Pasaron varios meses en los que la satisfacción exacerbada empezó a desgastarse y ella empezó a sentir que, a pesar de tener el cuerpo colmado, necesitaba algo más. Eso lo entendió, cuando el Bachiller, joven y hermoso que la poseyó, de la universidad de Salamanca, le dijo en latín y se lo tradujo, “memento sis pulchra”, “recuerda que eres bella”. Ella no olvidó esas palabras ni su traducción, pero lo que menos pudo olvidar, además del cuerpo de ese hombre, fueron los mensajes que creyó leer en sus ojos y a través de los cuales pensó que había llegado a su alma. Él estuvo sólo una noche con ella, como la mayoría de sus clientes, pero ella empezó a soñarlo y a extrañarlo, y por medio de esa pasión, empezó a entender que lo que necesitaba, que lo que le faltaba, era algo nuevo y misterioso que comenzó a sentir y que las gentes llamaban amor. Amor, amor por el Bachiller Fernando, era lo que ella sentía. Era joven, de espíritu inquieto y rebelde, y Francisca creía que podía conseguirlo todo. Lo que no sabía, lo que no podía saber a pesar de todo lo vivido, es que entre pobres y ricos existía una barrera impenetrable, y que por mucho que ella hubiera conmovido a Fernando con los dones de su hermosura, ese era un límite que ella no podría cruzar, ni él, suponiendo que hubiera sentido verdadera pasión por ella, podría permitirse.

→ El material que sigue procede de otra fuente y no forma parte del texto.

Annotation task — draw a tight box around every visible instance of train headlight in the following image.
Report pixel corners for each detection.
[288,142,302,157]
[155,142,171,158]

Francisca escapó de la Mancebía persiguiendo su esperanza, y eso la condenaba a penas que la ley de esos tiempos aplicaba inexorablemente. Así y todo, perdida en medio de la ciudad enorme, buscaba como podía a un Bachiller Fernando, pero apenas encontró el desamparo absoluto. Por necesidad se entregó clandestinamente a varios hombres, hasta que un día la sorprendió la policía y la encerró en una cárcel. Allí, siguió soñando con Fernando en las largas horas y días de no ver la luz del sol. El amor se le fue transformando en odio, no hacia su Bachiller, sino a sí misma, por estúpida, por soñadora, y a la sociedad por su crueldad, por su injusticia. Entonces se le enredaron las tristezas y su pensamiento se hizo amargo. No fue sorpresa, sin embargo, para el carcelero, que una mañana al abrir la celda en que estaba encerrada, la encontró ahorcada con las tiras que había armado, de su gastado vestido negro que fue con el que se fugó de la mancebía. Allí estaba, quebrada pero todavía bella, como una flor a la que se le ha roto el tallo, colgando de la cuerda por la que se le fue la vida.